Much has been heard of the issues in inner city areas and indeed problems are large and significant. But it was interesting to see in the Society Guardian, Wednesday 24 August 2011 a whole page spread on the cuts to youth services in Norfolk, focusing on the town of King’s Lynn.There are many towns like King’s Lynn across the country and to quote Canon Bill Hurdman, whilst ministering in King’s Lynn,

It has all the problems of an inner city area without any of the buzz”

A group of young people are interviewed outside the supermarket, where they have already been banned from gathering in groups of more than two.

The youth centre at Providence St has been closed, not the most inspiring of places, but at least was a place they young people could go, talk to their mates, have some fun and maybe learn at the same time.

This loss is being replicated across the country. What effect will this have? More importantly how will the morale and aspirations of young people find a place in all our towns.

Sue Martin

SmithMartin Partnership LLP, developing community projects.

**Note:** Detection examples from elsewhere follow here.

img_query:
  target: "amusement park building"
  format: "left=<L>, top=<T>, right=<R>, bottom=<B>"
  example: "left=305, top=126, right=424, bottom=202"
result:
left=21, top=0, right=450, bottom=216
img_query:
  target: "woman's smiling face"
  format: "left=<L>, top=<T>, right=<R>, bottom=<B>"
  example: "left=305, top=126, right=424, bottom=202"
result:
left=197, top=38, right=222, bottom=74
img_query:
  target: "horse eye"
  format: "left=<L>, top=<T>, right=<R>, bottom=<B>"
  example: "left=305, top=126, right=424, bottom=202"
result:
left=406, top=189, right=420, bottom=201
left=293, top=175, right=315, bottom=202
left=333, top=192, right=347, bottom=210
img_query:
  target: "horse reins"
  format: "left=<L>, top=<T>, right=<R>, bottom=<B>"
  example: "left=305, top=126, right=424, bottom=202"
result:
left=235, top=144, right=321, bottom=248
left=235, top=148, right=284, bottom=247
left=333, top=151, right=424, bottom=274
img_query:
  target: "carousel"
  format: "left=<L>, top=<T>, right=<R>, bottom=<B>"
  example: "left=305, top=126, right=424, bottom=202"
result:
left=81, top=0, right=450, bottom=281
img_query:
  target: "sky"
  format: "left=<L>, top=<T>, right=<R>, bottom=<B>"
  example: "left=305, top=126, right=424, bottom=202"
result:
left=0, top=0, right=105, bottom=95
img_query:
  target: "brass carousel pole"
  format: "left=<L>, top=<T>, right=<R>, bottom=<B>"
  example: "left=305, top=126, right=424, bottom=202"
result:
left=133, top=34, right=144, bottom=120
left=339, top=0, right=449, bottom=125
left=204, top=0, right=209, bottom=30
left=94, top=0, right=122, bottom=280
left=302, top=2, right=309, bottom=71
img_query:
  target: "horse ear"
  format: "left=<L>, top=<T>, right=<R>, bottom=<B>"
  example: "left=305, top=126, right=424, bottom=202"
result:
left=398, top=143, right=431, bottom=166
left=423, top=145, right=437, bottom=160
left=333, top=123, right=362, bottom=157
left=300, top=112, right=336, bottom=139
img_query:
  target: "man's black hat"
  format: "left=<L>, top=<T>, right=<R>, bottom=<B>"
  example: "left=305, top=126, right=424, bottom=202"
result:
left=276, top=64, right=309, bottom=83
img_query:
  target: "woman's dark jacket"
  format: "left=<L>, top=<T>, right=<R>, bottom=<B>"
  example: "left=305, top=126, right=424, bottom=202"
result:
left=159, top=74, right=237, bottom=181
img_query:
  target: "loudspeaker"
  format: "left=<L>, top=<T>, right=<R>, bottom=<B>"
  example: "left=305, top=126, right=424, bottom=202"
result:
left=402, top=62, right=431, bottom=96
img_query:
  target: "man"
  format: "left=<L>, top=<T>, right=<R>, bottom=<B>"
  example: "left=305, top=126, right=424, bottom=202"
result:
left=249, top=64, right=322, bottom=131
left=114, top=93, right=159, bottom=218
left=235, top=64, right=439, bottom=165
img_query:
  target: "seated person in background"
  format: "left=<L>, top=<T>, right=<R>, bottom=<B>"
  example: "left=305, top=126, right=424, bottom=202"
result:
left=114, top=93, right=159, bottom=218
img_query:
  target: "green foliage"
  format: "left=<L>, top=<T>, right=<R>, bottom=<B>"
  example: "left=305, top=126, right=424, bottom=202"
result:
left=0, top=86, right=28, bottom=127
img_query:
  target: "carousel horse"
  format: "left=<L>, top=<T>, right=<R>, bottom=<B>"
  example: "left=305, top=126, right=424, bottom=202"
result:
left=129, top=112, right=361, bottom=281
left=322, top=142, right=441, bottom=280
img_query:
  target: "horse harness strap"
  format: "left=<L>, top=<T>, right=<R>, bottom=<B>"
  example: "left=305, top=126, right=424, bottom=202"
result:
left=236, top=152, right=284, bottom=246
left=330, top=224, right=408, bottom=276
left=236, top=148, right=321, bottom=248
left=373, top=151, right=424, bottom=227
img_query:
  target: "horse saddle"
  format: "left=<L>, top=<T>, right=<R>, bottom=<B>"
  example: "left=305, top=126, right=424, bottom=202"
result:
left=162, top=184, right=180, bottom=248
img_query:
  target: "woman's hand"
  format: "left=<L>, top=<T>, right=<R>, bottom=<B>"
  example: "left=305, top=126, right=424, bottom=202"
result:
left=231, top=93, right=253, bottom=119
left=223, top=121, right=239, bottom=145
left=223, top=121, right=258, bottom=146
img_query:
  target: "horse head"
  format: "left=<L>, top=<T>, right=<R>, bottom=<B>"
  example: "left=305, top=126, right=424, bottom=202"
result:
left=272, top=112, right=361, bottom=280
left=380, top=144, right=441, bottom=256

Charities, Community Groups
and where to from here…



Charities face closures as local authorities slash funding, making the delivery of community projects somewhere between hard and impossible.

Acevo (the Association of Chief Executives of Voluntary Organisations) had already shown that the sector will lose £750 million this year if central and local government passed on cuts proportionately.’ Guardian Tuesday 2nd August 2011.

Research from False Economy shows that more than 2000 charities face cuts. Zoe Williams in the Guardian, Thurs 4th August 2011 says that ‘…philanthrocapitalism often looks a lot more like capitalism than it does philanthropy.’

Our partnership work is very much at the ground level; working with people in communities, the centres, the staff, the volunteers and children and families. There’s a lot of resilience and a feeling that although funding and support from the last few good years is coming to an end it doesn’t have to signify a finality to all the good work and the spirit of the community.

The problems have not gone away, they are now papered over or simply removed from the political agenda.

But community development is more than just provision of economic funding; social wealth, creative wealth and spirit of support remain.

There are ways through hard times, social enterprise being one, allowing you to be in charge of your own destiny and economic sustainability is a very powerful opportunity for good.